Ballantine Castings Ltd. has a rich and expansive history of metalwork in the UK and beyond
Two brothers started the business during the 1820’s, and when one bought the other out, Arthur Ballantine & Sons was formally established in 1856. The firm built New Grange Foundry during 1876: it opened the following year and has been our home ever since.
In the early 1900s we developed an expertise in fabricating and erecting major bridges, complemented when the firm cast over seven miles of balustrading along the Thames Embankment, complete with “dolphin” lamp standards. The company also produced so-called pattern book castings: lamp standards, post boxes, cookers and window frames alongside one-offs such as replica cannon(s) for Edinburgh Castle, and the clock face for Hoover’s factory in Clydebank.
In the 20th century, the foundry made larger scale castings such as bulkheads for oil tankers then once the Great War was over, solid fuel stoves for the market garden glasshouses around Lanark and the Channel Isles. The decades following the Second World War saw greater changes in the foundry trade. Ballantines stopped making solid fuel ranges and stoves once electric cookers became popular, then our base load of castings for manhole covers, rones and underground drainage tailed off during the 1970’s and 80’s when plastic pipework was introduced .Ballantines merged with Bo’ness Iron Co in 1987, becoming Ballantine Bo’ness Iron Company which is now styled Ballantine Castings Ltd.

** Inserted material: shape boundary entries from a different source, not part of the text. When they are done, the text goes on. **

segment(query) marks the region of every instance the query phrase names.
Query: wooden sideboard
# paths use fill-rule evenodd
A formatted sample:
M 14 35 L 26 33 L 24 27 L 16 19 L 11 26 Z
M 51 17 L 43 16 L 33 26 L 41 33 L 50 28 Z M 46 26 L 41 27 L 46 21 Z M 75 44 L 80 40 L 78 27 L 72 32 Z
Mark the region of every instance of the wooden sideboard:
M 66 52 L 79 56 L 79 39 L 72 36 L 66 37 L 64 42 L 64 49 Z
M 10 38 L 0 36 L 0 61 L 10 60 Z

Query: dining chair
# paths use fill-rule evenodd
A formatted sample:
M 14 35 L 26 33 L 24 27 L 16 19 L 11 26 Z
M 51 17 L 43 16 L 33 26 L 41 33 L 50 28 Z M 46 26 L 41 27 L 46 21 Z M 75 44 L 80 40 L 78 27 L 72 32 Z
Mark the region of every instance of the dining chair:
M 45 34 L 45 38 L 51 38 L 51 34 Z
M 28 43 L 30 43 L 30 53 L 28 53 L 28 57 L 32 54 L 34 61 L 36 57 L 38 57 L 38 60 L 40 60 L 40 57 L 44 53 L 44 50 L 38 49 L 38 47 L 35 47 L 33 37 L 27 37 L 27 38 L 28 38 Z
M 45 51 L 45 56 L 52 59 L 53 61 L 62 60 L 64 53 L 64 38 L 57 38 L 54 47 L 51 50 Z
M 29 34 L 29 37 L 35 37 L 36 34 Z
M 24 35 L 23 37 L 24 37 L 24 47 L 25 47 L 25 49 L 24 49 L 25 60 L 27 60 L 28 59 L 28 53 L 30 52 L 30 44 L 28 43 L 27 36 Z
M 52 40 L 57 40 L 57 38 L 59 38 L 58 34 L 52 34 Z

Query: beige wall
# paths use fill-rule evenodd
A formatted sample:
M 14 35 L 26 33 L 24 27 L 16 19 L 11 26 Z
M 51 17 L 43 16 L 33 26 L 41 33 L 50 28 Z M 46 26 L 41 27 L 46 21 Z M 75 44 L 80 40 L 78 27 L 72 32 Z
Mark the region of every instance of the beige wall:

We are proud of our history, the heritage and family nature of the business. Throughout al these years we have built up a solid reputation for combining the most intricate and traditional craftsmanship skills with the most advanced, modern engineering techniques. For this reason Ballantine Castings Ltd. has been one of Britain’s foremost producer of architectural, ornamental and structural ironwork in the UK and beyond. We have the same passion and pride in the quality of the work we produce today as we did when we first started.